Anywhere we're waiting for a timer to complete. Just the top and bottom areas of the screen, I seem to recall.
But there are a number of different tasks done with different priorities/orders. Some tasks rather big could only be done in some places in the frame. Some were 'filler' tasks that took very little processing time so they could fill in the gaps left over after the big tasks had run, and so be sure to use every single drip of processing time that was available.
Most excellent design - a tile mapped mario world style game without extra hardware requires all the available time in both blanks and careful load balancing/queueing.
This is one feature I think could be improved in bB, unless I am mistaken only one of the vertical blanks is available for the game loop.
Virtual World BASIC (inspired by bB and BD) sports two game loops to allow BASIC to run in both vertical blanks, giving the programmer instant access to granular load balancing.
It was initially designed to step down to 30 HZ to use an entire frame for repositioning the full screen playfield camera and sprites which kept programming in BASIC very simple like bitd by minimizing the need for the programmer to worry about load balancing.
It's now evolved with DLI's like the Atari home computers that give the programmer fine grain load balancing control to update a region of the screen from either of the blanks with more time left over for additional tasks the programmer can load balance on a per frame basis, but the architecture is more complex as you've described.
I think your analogy about a few weeks to write a great game in BASIC compared to six months in asm is spot on, but without finding a way to alleviate the load (like the first method stealing a frame, or using a 32-bit co-processor to update the framebuffer) then the architecture and concept for load balancing/queueing becomes just as important for the BASIC programmer as for the Assembly programmer.
As I was working with ANTIC I realized DLI's gave Atari BASIC programmers the ability to organize regions of the screen to exert fine grain load balancing control - another great influence for making this design architecture accessible to the BASIC programmer.

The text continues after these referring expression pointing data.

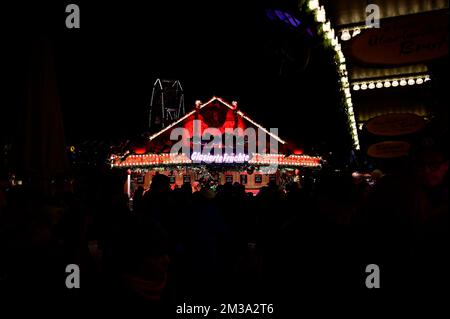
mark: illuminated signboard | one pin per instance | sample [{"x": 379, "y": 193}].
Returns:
[{"x": 219, "y": 158}]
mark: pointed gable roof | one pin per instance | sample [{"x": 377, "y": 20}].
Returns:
[{"x": 216, "y": 113}]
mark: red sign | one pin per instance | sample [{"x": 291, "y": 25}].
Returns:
[{"x": 404, "y": 40}]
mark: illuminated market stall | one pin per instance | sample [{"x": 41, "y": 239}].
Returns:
[{"x": 213, "y": 144}]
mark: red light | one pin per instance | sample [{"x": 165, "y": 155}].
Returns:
[{"x": 140, "y": 150}]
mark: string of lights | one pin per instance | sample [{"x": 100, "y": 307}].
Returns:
[{"x": 329, "y": 35}]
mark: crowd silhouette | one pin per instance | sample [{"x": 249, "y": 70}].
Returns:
[{"x": 227, "y": 245}]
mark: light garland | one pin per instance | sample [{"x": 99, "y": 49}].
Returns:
[
  {"x": 330, "y": 35},
  {"x": 390, "y": 82},
  {"x": 348, "y": 33},
  {"x": 168, "y": 159}
]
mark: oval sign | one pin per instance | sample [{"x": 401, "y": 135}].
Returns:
[
  {"x": 405, "y": 40},
  {"x": 395, "y": 124},
  {"x": 389, "y": 149}
]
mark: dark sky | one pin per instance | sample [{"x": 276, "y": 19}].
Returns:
[{"x": 106, "y": 69}]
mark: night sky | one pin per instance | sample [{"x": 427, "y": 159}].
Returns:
[{"x": 106, "y": 69}]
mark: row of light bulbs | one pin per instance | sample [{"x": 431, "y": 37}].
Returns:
[
  {"x": 347, "y": 34},
  {"x": 329, "y": 33},
  {"x": 390, "y": 83}
]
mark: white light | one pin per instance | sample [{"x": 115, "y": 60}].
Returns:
[
  {"x": 334, "y": 42},
  {"x": 330, "y": 34},
  {"x": 320, "y": 14},
  {"x": 345, "y": 36},
  {"x": 313, "y": 4},
  {"x": 356, "y": 32}
]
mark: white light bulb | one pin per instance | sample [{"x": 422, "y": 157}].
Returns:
[
  {"x": 320, "y": 14},
  {"x": 330, "y": 34},
  {"x": 313, "y": 4},
  {"x": 356, "y": 31},
  {"x": 345, "y": 36}
]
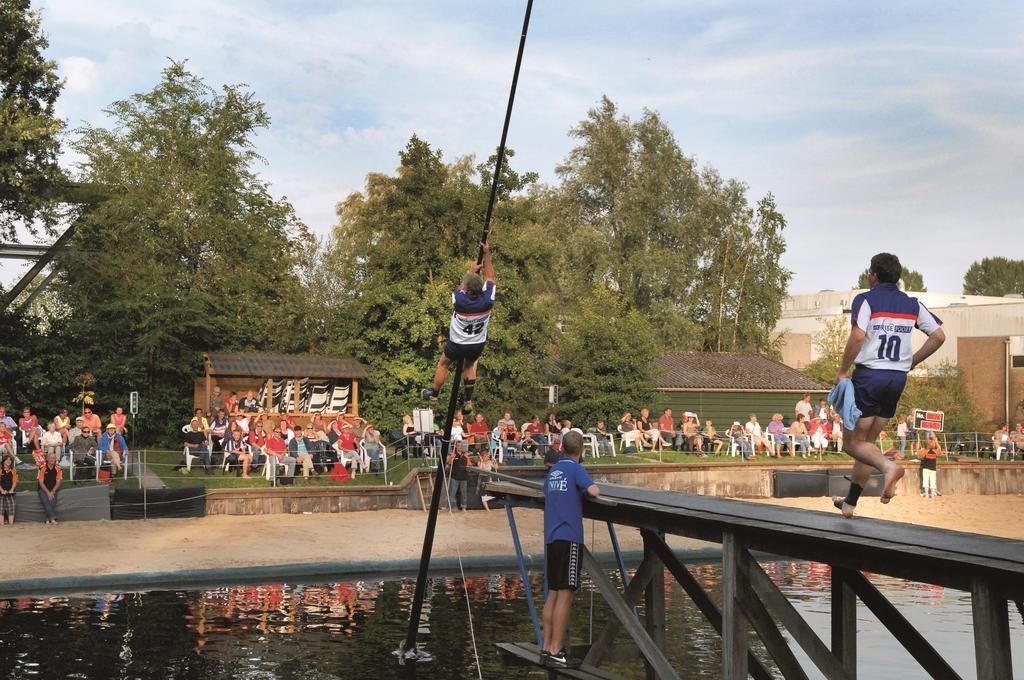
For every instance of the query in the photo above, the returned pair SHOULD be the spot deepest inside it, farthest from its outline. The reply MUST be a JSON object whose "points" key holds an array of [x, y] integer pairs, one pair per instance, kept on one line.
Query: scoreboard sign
{"points": [[930, 421]]}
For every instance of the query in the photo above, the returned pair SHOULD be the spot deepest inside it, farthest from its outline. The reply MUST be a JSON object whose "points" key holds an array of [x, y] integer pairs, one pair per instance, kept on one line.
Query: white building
{"points": [[963, 315]]}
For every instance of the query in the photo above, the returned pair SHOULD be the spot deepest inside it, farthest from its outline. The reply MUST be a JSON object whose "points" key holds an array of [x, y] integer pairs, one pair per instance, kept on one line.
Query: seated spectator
{"points": [[249, 402], [710, 436], [257, 441], [649, 434], [348, 449], [8, 489], [534, 438], [604, 440], [49, 477], [628, 430], [799, 437], [91, 421], [775, 433], [278, 454], [83, 451], [301, 449], [120, 420], [739, 439], [51, 440], [372, 442], [237, 454], [691, 438], [113, 447], [231, 402], [667, 429], [478, 433], [62, 421], [196, 443], [756, 434], [28, 424]]}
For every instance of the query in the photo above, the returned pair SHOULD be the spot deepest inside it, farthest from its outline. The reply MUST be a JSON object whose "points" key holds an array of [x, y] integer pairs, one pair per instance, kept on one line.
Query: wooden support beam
{"points": [[632, 595], [991, 632], [801, 631], [766, 629], [653, 596], [844, 624], [903, 631], [734, 623], [702, 600], [624, 612]]}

I also tried to simplify it so it's easier to use in Virtual World BASIC - DLI's are fairly complicated to use in Atari BASIC.

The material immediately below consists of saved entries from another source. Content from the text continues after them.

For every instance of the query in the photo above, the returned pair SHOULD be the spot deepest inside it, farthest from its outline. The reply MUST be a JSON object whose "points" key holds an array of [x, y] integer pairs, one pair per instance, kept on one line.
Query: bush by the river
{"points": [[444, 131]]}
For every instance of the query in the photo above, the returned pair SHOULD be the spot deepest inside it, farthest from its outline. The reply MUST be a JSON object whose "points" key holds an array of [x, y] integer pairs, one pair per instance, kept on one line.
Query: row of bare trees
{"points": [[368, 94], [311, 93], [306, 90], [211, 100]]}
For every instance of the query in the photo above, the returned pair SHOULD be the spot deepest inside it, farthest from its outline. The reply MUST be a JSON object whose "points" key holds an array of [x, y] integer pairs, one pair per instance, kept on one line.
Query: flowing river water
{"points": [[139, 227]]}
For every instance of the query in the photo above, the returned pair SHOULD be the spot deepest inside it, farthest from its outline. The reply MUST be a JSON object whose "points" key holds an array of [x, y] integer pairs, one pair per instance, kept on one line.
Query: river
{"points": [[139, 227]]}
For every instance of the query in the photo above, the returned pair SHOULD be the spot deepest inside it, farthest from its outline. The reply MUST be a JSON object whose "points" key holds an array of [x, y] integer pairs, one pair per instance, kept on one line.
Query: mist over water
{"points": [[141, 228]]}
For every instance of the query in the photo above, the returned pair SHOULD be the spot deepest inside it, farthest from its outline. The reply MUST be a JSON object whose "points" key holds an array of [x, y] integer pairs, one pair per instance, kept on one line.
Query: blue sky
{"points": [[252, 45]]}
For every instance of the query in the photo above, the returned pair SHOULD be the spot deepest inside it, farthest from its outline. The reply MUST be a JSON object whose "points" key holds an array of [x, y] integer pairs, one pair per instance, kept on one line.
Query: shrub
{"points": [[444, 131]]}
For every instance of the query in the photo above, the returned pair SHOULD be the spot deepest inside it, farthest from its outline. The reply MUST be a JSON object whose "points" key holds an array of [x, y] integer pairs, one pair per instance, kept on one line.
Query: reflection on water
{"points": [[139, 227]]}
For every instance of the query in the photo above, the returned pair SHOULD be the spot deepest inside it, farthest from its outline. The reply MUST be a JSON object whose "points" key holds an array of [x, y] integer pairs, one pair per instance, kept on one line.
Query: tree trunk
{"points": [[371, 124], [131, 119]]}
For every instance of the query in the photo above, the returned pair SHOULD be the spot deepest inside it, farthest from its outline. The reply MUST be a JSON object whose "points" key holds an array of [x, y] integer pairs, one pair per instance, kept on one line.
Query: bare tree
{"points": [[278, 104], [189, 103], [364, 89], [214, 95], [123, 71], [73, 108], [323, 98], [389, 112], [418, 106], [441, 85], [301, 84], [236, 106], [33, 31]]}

I think much of the speed improvement in BASIC over asm on the VCS comes from being isolated from kernel load balancing - this architecture the BASIC programmer (thankfully) never has to worry about.
I see the BD 168 scanline kernel without WSYNC is yielding 500 extra cycles of processing power to draw that display, that's a fantastic optimization - your kernel tree must be perfectly balanced with no branches taking even a single extra cycle for that to work!